On May 4, 2012, we formed Cardlytics UK Limited (“Cardlytics UK”), a wholly-owned subsidiary registered as a private limited company in England and Wales. As discussed in Note 12—Variable Interest Entity, Cardlytics UK was a party to a collaboration agreement whereby 50% of its income and losses are shared with Aimia EMEA Limited (“Aimia”). Cardlytics, Inc. obtained full control of Cardlytics UK in June 2016 upon the termination of the cooperation agreement in exchange for convertible promissory notes of the Company. Refer to Note 5—Debt for additional information.
Reverse Stock Split
On January 26, 2018, our board of directors approved an amended and restated certificate of incorporation to (1) effect a reverse split on outstanding shares of our common stock and redeemable convertible preferred stock on a one-for-four basis (the “Reverse Stock Split”), (2) modify the threshold for automatic conversion of our preferred stock into shares of our common stock in connection with an initial public offering to eliminate the requirement of gross proceeds to the Company of not less than $70.0 million and (3) authorize us to issue up to 100,000,000 shares of common stock, $0.0001 par value per share and 25,000,000 shares of redeemable convertible preferred stock, $0.0001 par value per share (collectively, the “Charter Amendment”). The authorized shares and par values of our common stock and redeemable convertible preferred stock were not adjusted as a result of the Reverse Stock Split. The Charter Amendment was approved by the Company’s stockholders on January 26, 2018 and became effective upon the filing of the Charter Amendment with the State of Delaware on January 26, 2018. All issued and outstanding common stock and preferred stock and related share and per share amounts contained in these financial statements have been retroactively adjusted to reflect the Reverse Stock Split for all periods presented.
Initial Public Offering
On February 13, 2018, we closed our initial public offering (“IPO”), in which we issued and sold 5,400,000 shares of common stock at a public offering price of $13.00 per share, resulting in gross proceeds of $70.2 million. On February 14, 2018, pursuant to the underwriters’ partial exercise of their over-allotment option to purchase up to an additional 810,000 shares from us, we issued and sold an additional 421,355 shares of our common stock, resulting in additional gross proceeds to us of $5.5 million. In total, we issued 5,821,355 shares of common stock and raised $75.7 million in gross proceeds, or $66.1 million in net proceeds after deducting underwriting discounts and commissions of $5.3 million and offering costs of $4.3 million. Upon the closing of the IPO, all of the outstanding shares of redeemable convertible preferred stock automatically converted into shares of common stock and all warrants to purchase shares of redeemable convertible preferred stock were automatically converted into warrants to purchase shares of common stock. Subsequent to the closing of the IPO, there were no shares of preferred stock or warrants to purchase shares of redeemable convertible preferred stock outstanding. The consolidated financial statements as of December 31, 2017, including share and per share amounts, do not give effect to the IPO or conversion of the redeemable convertible preferred stock, as the IPO and such conversions were completed subsequent to December 31, 2017.
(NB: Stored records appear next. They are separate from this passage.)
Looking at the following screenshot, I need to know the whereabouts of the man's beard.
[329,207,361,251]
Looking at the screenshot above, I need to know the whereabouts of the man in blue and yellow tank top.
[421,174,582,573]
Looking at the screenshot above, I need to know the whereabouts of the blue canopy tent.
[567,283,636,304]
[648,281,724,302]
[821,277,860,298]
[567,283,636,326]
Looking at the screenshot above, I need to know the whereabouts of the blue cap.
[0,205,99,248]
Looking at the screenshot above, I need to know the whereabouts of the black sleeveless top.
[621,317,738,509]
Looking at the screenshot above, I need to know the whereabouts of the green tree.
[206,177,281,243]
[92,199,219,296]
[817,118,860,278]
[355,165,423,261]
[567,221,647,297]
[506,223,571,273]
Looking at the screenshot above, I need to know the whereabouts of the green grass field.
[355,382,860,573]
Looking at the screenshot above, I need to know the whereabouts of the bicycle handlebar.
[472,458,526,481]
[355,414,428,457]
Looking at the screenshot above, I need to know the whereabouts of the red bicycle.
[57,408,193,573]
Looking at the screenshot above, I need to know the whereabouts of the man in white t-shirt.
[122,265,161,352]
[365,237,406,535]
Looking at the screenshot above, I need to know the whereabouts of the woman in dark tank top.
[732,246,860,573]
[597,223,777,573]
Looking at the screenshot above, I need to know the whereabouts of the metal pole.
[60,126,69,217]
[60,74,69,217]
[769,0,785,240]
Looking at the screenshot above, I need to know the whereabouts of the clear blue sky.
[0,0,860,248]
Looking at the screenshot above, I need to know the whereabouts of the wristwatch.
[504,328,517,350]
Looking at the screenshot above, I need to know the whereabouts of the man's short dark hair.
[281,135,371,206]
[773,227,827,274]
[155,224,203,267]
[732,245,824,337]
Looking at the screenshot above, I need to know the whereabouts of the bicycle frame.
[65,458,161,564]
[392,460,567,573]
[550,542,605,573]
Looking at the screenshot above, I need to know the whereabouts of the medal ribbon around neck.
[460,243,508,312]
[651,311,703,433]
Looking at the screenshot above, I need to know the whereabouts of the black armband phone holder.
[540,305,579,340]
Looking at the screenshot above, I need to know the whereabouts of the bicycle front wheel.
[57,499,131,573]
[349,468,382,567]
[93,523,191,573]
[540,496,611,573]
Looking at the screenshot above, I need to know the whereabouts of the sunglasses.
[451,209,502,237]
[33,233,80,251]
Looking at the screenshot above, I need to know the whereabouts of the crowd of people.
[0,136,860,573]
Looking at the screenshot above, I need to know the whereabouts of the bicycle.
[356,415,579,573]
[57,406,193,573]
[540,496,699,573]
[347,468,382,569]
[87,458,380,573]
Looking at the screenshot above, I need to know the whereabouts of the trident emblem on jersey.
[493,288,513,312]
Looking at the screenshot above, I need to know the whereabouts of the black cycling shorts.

Upon the completion of our IPO, our amended and restated certificate of incorporation authorized us to issue up to 100,000,000 shares of common stock, $0.0001 par value per share, and 10,000,000 shares of preferred stock, $0.0001 par value per share, all of which shares of preferred stock are undesignated. Our board of directors may establish the rights and preferences of the preferred stock from time to time.